36. The Government considered that (1) the second applicant had made her claims in abstracto and had failed to substantiate them and (2) that no award should be made to her.
37. The Court observes that it has found a violation of the second applicant’s right to freedom of expression. It considers that her suffering and frustration cannot be compensated for by merely finding a violation. Making its assessment on an equitable basis, the Court awards the applicant 7,500 euros (EUR) in respect of non-pecuniary damage.
B. Costs and expenses
38. The second applicant did not submit claims for costs and expenses. Accordingly, the Court considers that there is no call to award her any sum on that account.
C. Default interest
39. The Court considers it appropriate that the default interest rate should be based on the marginal lending rate of the European Central Bank, to which should be added three percentage points.

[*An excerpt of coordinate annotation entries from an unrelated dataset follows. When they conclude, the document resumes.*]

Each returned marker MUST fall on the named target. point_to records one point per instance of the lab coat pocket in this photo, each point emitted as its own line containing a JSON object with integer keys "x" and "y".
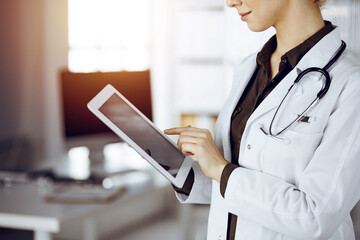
{"x": 288, "y": 159}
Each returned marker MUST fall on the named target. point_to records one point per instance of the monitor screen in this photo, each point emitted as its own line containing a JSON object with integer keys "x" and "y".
{"x": 77, "y": 89}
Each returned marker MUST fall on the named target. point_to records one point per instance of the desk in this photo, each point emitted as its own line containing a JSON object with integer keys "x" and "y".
{"x": 22, "y": 207}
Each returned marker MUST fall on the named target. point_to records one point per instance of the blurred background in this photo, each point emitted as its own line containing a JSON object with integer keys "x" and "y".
{"x": 174, "y": 57}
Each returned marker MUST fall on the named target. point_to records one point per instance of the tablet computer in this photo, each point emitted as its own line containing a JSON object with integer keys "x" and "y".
{"x": 141, "y": 134}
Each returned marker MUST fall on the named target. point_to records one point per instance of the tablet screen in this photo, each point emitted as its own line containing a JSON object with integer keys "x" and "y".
{"x": 143, "y": 134}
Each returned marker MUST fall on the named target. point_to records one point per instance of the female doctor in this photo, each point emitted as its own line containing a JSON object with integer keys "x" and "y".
{"x": 276, "y": 170}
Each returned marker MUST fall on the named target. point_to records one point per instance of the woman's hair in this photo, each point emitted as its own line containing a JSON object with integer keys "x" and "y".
{"x": 320, "y": 2}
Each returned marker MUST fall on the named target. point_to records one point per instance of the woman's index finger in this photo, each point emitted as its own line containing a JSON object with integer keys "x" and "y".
{"x": 175, "y": 131}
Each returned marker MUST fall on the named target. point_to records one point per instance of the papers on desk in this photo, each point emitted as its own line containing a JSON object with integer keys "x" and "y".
{"x": 74, "y": 194}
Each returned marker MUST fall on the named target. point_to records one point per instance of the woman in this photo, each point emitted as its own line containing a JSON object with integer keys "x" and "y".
{"x": 303, "y": 182}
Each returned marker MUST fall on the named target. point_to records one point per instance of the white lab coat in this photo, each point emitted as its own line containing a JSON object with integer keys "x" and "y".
{"x": 303, "y": 188}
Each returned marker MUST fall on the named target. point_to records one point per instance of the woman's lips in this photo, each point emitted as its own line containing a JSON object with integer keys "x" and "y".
{"x": 244, "y": 15}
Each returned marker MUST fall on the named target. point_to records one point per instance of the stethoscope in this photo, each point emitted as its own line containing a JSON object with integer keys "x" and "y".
{"x": 321, "y": 93}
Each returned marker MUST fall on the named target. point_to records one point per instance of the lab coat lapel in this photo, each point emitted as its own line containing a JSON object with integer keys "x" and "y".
{"x": 323, "y": 51}
{"x": 242, "y": 76}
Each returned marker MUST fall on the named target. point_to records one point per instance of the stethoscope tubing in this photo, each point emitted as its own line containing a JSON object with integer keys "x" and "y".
{"x": 321, "y": 93}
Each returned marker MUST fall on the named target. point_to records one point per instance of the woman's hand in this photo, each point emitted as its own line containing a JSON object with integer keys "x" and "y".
{"x": 200, "y": 144}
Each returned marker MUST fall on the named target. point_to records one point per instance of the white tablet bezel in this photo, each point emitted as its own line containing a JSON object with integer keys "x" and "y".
{"x": 101, "y": 98}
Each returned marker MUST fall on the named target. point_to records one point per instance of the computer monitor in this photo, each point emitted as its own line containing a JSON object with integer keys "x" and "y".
{"x": 80, "y": 126}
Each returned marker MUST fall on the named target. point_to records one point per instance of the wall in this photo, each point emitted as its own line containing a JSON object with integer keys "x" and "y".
{"x": 21, "y": 81}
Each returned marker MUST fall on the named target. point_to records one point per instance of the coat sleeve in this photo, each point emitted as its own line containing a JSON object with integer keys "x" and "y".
{"x": 200, "y": 191}
{"x": 328, "y": 189}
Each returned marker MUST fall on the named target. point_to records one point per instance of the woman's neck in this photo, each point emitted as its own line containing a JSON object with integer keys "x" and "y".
{"x": 301, "y": 22}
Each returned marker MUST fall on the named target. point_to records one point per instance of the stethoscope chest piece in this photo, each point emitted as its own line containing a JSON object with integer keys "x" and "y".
{"x": 324, "y": 73}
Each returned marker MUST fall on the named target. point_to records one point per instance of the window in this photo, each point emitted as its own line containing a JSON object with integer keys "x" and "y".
{"x": 109, "y": 35}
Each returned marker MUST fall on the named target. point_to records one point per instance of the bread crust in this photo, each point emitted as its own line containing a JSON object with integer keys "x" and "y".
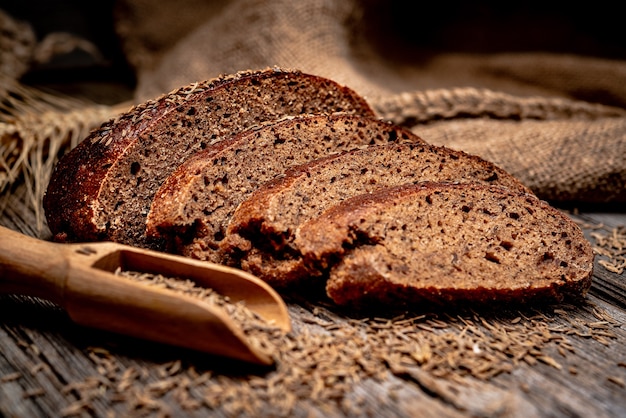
{"x": 271, "y": 216}
{"x": 79, "y": 202}
{"x": 194, "y": 205}
{"x": 365, "y": 265}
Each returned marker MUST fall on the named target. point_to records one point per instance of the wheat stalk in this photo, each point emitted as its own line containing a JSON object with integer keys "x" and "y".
{"x": 36, "y": 127}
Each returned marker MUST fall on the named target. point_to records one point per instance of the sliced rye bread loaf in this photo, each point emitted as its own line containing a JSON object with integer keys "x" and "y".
{"x": 441, "y": 243}
{"x": 192, "y": 209}
{"x": 102, "y": 189}
{"x": 260, "y": 236}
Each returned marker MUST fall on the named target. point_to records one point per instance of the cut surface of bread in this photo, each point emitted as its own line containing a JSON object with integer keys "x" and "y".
{"x": 193, "y": 207}
{"x": 261, "y": 233}
{"x": 444, "y": 243}
{"x": 102, "y": 189}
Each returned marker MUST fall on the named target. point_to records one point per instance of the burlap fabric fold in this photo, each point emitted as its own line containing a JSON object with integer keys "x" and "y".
{"x": 555, "y": 120}
{"x": 552, "y": 116}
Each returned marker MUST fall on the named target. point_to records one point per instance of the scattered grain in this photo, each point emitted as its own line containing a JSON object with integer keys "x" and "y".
{"x": 617, "y": 380}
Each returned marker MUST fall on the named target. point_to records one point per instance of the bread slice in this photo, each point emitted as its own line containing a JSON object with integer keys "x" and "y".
{"x": 442, "y": 243}
{"x": 193, "y": 207}
{"x": 103, "y": 188}
{"x": 261, "y": 233}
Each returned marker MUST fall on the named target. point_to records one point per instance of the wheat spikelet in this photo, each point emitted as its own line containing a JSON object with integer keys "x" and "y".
{"x": 36, "y": 127}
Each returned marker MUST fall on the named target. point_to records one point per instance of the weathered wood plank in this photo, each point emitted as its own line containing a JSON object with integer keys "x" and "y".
{"x": 574, "y": 363}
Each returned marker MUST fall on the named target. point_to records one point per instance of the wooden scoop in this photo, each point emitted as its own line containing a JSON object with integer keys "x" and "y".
{"x": 80, "y": 279}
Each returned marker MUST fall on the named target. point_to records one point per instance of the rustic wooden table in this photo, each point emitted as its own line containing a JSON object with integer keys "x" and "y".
{"x": 563, "y": 360}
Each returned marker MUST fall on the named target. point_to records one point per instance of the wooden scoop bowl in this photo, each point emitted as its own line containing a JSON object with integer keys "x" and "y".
{"x": 80, "y": 279}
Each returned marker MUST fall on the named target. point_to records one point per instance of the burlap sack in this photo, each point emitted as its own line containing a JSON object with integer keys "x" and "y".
{"x": 557, "y": 121}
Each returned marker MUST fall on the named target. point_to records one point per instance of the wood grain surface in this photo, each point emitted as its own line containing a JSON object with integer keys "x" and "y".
{"x": 543, "y": 361}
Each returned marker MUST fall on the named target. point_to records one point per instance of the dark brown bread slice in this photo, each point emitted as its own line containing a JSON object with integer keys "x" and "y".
{"x": 445, "y": 243}
{"x": 193, "y": 207}
{"x": 103, "y": 188}
{"x": 260, "y": 236}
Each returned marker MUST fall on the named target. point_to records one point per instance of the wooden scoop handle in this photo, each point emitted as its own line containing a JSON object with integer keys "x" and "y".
{"x": 32, "y": 267}
{"x": 97, "y": 298}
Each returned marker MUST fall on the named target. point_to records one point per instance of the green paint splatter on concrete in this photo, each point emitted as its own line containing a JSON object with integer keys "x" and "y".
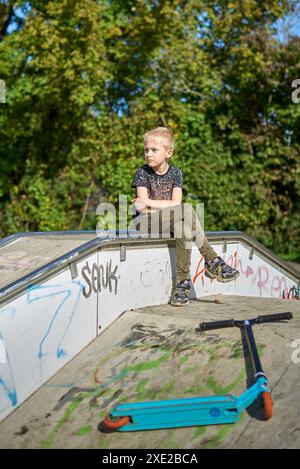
{"x": 105, "y": 443}
{"x": 196, "y": 390}
{"x": 183, "y": 359}
{"x": 140, "y": 388}
{"x": 84, "y": 430}
{"x": 50, "y": 438}
{"x": 218, "y": 389}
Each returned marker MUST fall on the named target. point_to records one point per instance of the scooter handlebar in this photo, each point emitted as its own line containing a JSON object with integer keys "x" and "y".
{"x": 208, "y": 326}
{"x": 274, "y": 317}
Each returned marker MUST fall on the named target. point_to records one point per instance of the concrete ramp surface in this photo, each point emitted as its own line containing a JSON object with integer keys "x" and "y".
{"x": 154, "y": 354}
{"x": 85, "y": 324}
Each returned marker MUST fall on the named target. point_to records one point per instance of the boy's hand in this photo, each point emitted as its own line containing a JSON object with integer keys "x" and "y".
{"x": 140, "y": 204}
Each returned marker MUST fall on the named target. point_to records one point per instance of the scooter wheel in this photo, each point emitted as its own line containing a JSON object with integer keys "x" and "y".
{"x": 268, "y": 405}
{"x": 116, "y": 422}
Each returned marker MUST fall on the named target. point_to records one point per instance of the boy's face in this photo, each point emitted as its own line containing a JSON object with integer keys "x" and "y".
{"x": 156, "y": 153}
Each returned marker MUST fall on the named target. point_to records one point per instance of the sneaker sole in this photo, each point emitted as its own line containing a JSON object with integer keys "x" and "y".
{"x": 220, "y": 279}
{"x": 179, "y": 304}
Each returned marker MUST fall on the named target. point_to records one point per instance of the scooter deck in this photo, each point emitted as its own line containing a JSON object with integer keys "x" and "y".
{"x": 179, "y": 413}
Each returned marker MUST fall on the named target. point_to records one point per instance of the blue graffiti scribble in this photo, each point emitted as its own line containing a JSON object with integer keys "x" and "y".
{"x": 8, "y": 383}
{"x": 43, "y": 291}
{"x": 10, "y": 311}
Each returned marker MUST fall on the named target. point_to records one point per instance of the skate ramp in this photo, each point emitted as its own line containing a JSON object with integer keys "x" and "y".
{"x": 154, "y": 353}
{"x": 59, "y": 291}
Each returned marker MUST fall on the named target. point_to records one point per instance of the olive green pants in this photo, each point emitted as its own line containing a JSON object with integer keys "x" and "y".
{"x": 182, "y": 223}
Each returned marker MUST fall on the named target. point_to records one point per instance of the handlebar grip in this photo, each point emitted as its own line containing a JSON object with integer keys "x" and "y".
{"x": 274, "y": 317}
{"x": 208, "y": 326}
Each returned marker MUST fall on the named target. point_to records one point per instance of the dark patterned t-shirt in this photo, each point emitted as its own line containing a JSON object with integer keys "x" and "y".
{"x": 159, "y": 186}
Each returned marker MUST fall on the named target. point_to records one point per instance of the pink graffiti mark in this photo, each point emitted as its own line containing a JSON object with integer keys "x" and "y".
{"x": 260, "y": 278}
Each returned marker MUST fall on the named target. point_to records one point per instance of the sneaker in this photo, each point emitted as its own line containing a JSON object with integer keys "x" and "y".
{"x": 181, "y": 293}
{"x": 217, "y": 268}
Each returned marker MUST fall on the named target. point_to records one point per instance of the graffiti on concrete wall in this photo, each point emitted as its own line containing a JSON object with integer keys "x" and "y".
{"x": 99, "y": 277}
{"x": 259, "y": 277}
{"x": 60, "y": 316}
{"x": 7, "y": 382}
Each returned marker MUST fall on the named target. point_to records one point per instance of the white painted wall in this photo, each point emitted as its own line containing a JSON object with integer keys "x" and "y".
{"x": 49, "y": 324}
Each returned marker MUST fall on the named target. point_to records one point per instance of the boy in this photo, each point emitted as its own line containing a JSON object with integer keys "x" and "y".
{"x": 159, "y": 197}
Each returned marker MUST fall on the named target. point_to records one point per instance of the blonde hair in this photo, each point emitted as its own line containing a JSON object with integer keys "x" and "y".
{"x": 162, "y": 133}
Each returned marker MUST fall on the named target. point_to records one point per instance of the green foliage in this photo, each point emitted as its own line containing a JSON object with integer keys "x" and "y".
{"x": 86, "y": 79}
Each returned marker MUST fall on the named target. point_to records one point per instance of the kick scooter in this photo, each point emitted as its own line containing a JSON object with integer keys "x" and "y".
{"x": 212, "y": 410}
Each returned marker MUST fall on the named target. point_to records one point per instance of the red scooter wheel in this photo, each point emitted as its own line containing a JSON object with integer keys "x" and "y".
{"x": 115, "y": 423}
{"x": 268, "y": 405}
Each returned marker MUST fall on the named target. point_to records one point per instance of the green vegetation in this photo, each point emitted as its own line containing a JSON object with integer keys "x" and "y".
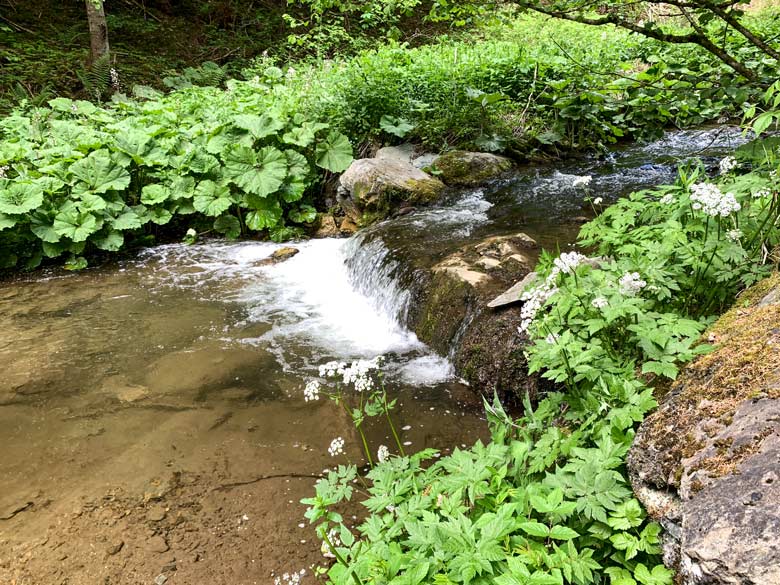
{"x": 548, "y": 499}
{"x": 252, "y": 157}
{"x": 78, "y": 177}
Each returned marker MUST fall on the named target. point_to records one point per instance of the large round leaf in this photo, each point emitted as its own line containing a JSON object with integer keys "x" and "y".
{"x": 100, "y": 173}
{"x": 262, "y": 173}
{"x": 212, "y": 199}
{"x": 155, "y": 194}
{"x": 259, "y": 126}
{"x": 20, "y": 197}
{"x": 334, "y": 153}
{"x": 267, "y": 217}
{"x": 76, "y": 226}
{"x": 6, "y": 221}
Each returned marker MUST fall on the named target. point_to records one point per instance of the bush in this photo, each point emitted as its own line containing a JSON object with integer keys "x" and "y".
{"x": 548, "y": 500}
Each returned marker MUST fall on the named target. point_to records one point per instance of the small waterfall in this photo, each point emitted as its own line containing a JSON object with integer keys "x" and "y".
{"x": 374, "y": 273}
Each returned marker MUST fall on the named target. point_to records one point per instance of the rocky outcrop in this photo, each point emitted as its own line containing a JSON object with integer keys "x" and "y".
{"x": 372, "y": 188}
{"x": 470, "y": 168}
{"x": 451, "y": 314}
{"x": 706, "y": 464}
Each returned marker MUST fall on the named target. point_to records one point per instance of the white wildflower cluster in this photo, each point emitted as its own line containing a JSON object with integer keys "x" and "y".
{"x": 535, "y": 300}
{"x": 727, "y": 164}
{"x": 114, "y": 78}
{"x": 568, "y": 261}
{"x": 712, "y": 201}
{"x": 333, "y": 536}
{"x": 312, "y": 391}
{"x": 291, "y": 578}
{"x": 583, "y": 181}
{"x": 734, "y": 235}
{"x": 631, "y": 283}
{"x": 382, "y": 453}
{"x": 357, "y": 374}
{"x": 757, "y": 195}
{"x": 336, "y": 447}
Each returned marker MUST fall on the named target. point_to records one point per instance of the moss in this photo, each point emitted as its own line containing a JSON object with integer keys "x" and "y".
{"x": 457, "y": 168}
{"x": 744, "y": 365}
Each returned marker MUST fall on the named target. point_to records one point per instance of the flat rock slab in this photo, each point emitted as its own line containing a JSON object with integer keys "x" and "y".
{"x": 512, "y": 295}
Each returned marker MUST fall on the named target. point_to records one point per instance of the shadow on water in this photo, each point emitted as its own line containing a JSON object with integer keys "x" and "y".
{"x": 195, "y": 357}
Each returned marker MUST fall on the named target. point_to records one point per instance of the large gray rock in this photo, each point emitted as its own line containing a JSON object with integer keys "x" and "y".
{"x": 470, "y": 168}
{"x": 706, "y": 464}
{"x": 372, "y": 188}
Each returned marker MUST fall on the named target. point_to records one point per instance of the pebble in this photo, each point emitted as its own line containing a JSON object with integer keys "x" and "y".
{"x": 112, "y": 549}
{"x": 157, "y": 544}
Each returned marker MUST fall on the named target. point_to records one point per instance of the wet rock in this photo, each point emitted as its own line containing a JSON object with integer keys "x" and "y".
{"x": 157, "y": 544}
{"x": 451, "y": 311}
{"x": 425, "y": 161}
{"x": 347, "y": 227}
{"x": 372, "y": 188}
{"x": 327, "y": 227}
{"x": 705, "y": 464}
{"x": 402, "y": 153}
{"x": 512, "y": 295}
{"x": 470, "y": 168}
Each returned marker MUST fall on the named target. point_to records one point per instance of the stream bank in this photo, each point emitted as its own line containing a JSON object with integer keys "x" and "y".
{"x": 163, "y": 396}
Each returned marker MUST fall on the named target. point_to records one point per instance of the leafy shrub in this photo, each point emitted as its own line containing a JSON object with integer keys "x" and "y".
{"x": 548, "y": 500}
{"x": 77, "y": 176}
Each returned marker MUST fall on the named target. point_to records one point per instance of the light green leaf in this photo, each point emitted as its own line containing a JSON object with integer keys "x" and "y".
{"x": 160, "y": 215}
{"x": 229, "y": 226}
{"x": 563, "y": 533}
{"x": 20, "y": 197}
{"x": 91, "y": 203}
{"x": 155, "y": 194}
{"x": 110, "y": 241}
{"x": 259, "y": 126}
{"x": 76, "y": 226}
{"x": 335, "y": 153}
{"x": 6, "y": 221}
{"x": 212, "y": 199}
{"x": 127, "y": 220}
{"x": 100, "y": 173}
{"x": 262, "y": 173}
{"x": 264, "y": 218}
{"x": 534, "y": 529}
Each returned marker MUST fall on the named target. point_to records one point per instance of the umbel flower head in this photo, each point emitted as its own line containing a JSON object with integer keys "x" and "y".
{"x": 708, "y": 198}
{"x": 336, "y": 447}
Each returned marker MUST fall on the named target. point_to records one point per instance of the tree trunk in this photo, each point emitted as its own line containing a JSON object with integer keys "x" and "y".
{"x": 98, "y": 30}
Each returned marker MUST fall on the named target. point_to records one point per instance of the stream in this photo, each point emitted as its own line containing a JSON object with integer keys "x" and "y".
{"x": 151, "y": 411}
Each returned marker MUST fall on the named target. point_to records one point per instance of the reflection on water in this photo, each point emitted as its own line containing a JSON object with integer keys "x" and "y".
{"x": 196, "y": 356}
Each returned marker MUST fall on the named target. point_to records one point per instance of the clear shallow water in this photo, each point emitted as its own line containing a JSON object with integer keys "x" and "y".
{"x": 194, "y": 358}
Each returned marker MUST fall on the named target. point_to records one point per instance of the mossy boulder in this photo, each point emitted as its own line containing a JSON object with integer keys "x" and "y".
{"x": 371, "y": 189}
{"x": 450, "y": 313}
{"x": 470, "y": 168}
{"x": 706, "y": 464}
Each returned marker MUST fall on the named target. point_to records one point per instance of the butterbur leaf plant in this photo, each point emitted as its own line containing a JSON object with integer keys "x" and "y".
{"x": 548, "y": 500}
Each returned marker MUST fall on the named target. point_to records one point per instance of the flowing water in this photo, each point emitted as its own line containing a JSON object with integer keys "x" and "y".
{"x": 189, "y": 363}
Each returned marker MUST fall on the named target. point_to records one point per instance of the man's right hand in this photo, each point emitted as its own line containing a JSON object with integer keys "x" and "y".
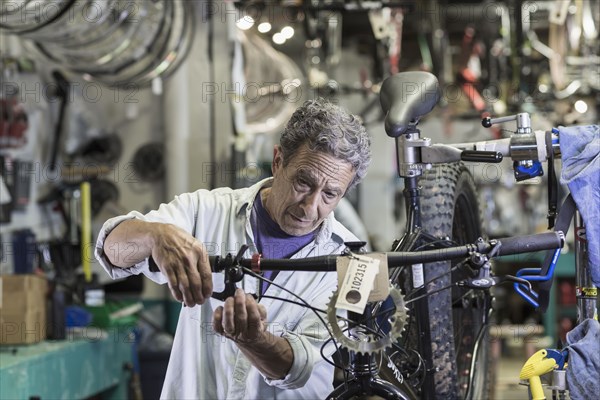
{"x": 178, "y": 255}
{"x": 184, "y": 262}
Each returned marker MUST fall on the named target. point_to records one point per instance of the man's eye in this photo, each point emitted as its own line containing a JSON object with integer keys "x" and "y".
{"x": 301, "y": 184}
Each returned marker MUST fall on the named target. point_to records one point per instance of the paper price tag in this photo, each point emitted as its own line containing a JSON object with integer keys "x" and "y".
{"x": 357, "y": 283}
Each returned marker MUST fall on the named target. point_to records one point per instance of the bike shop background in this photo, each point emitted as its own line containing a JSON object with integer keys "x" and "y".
{"x": 141, "y": 107}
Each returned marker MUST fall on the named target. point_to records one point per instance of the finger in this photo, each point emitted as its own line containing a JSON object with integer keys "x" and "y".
{"x": 262, "y": 310}
{"x": 218, "y": 320}
{"x": 195, "y": 285}
{"x": 255, "y": 324}
{"x": 241, "y": 315}
{"x": 228, "y": 316}
{"x": 172, "y": 281}
{"x": 205, "y": 274}
{"x": 184, "y": 288}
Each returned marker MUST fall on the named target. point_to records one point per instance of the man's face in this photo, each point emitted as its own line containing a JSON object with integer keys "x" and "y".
{"x": 306, "y": 190}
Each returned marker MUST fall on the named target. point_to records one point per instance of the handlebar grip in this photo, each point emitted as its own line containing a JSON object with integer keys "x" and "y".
{"x": 531, "y": 243}
{"x": 481, "y": 156}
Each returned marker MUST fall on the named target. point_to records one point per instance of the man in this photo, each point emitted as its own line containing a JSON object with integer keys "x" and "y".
{"x": 243, "y": 348}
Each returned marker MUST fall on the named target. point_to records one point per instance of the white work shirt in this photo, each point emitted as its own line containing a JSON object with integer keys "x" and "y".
{"x": 205, "y": 365}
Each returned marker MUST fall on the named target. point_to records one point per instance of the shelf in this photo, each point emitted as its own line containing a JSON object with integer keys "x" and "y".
{"x": 72, "y": 368}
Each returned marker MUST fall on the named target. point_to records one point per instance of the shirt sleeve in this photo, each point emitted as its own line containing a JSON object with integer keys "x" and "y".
{"x": 180, "y": 212}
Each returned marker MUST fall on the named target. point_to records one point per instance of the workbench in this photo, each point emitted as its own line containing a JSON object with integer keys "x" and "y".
{"x": 93, "y": 362}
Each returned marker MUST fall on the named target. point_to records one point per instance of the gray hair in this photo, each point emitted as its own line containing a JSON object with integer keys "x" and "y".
{"x": 330, "y": 129}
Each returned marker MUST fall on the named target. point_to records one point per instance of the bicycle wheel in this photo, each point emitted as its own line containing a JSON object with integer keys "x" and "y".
{"x": 457, "y": 316}
{"x": 458, "y": 330}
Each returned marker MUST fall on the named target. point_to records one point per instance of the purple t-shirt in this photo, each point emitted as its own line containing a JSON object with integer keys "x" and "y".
{"x": 271, "y": 241}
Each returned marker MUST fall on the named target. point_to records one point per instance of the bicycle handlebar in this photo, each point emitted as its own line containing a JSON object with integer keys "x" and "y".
{"x": 505, "y": 246}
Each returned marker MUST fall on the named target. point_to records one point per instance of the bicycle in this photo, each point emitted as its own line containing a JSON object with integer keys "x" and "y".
{"x": 441, "y": 265}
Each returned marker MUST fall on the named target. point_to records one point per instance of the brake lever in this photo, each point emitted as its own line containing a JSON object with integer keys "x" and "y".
{"x": 233, "y": 273}
{"x": 489, "y": 281}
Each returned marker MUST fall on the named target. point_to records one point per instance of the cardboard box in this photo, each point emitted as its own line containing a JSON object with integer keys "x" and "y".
{"x": 22, "y": 309}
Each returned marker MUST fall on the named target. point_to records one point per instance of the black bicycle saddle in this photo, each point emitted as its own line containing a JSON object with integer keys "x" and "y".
{"x": 405, "y": 97}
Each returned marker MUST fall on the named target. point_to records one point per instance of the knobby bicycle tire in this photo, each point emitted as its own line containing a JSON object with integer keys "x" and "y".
{"x": 457, "y": 317}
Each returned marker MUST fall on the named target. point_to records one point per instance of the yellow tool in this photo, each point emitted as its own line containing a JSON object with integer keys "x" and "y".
{"x": 536, "y": 366}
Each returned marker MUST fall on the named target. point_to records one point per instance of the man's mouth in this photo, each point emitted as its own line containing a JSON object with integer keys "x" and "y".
{"x": 300, "y": 220}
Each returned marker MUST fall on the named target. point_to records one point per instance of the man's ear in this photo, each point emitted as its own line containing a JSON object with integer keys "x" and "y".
{"x": 277, "y": 162}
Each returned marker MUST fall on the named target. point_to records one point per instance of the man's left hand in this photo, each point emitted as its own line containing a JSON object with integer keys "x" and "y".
{"x": 241, "y": 318}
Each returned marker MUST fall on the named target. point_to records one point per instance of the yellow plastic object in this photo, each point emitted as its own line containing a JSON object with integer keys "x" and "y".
{"x": 86, "y": 230}
{"x": 536, "y": 366}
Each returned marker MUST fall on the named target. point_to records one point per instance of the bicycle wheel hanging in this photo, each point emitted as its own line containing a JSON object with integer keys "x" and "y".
{"x": 115, "y": 42}
{"x": 457, "y": 316}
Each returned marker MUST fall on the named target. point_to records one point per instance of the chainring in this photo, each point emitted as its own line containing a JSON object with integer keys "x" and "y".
{"x": 369, "y": 343}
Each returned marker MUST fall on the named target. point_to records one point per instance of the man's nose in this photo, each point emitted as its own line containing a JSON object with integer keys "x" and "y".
{"x": 310, "y": 203}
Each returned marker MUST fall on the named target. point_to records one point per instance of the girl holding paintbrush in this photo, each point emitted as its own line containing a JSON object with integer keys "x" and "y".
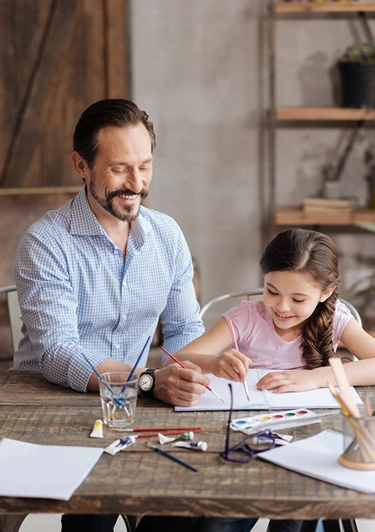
{"x": 297, "y": 326}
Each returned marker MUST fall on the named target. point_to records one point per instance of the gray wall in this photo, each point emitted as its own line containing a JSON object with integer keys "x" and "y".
{"x": 199, "y": 69}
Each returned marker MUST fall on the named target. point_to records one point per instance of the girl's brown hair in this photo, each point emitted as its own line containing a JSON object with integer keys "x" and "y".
{"x": 314, "y": 254}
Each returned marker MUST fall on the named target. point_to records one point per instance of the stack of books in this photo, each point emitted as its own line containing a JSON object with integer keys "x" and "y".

FOR THESE REASONS, THE COURT, UNANIMOUSLY,
1. Decides to join the applications;
2. Declaresthe applications admissible;
3. Holdsthat there has been a violation of Article 10 of the Convention;
4. Holds
(a) that the respondent State is to pay the second applicant, within three monthsthe following amounts,to be converted into the currency of the respondent State at the rate applicable at the date of settlementEUR 7,500 (seven thousand five hundred euros), plus any tax that may be chargeable, in respect of non-pecuniary damage;
(b) that from the expiry of the above-mentioned three months until settlement simple interest shall be payable on the above amount at a rate equal to the marginal lending rate of the European Central Bank during the default period plus three percentage points.
Done in English, and notified in writing on 16 October 2018, pursuant to Rule 77 §§ 2 and 3 of the Rules of Court.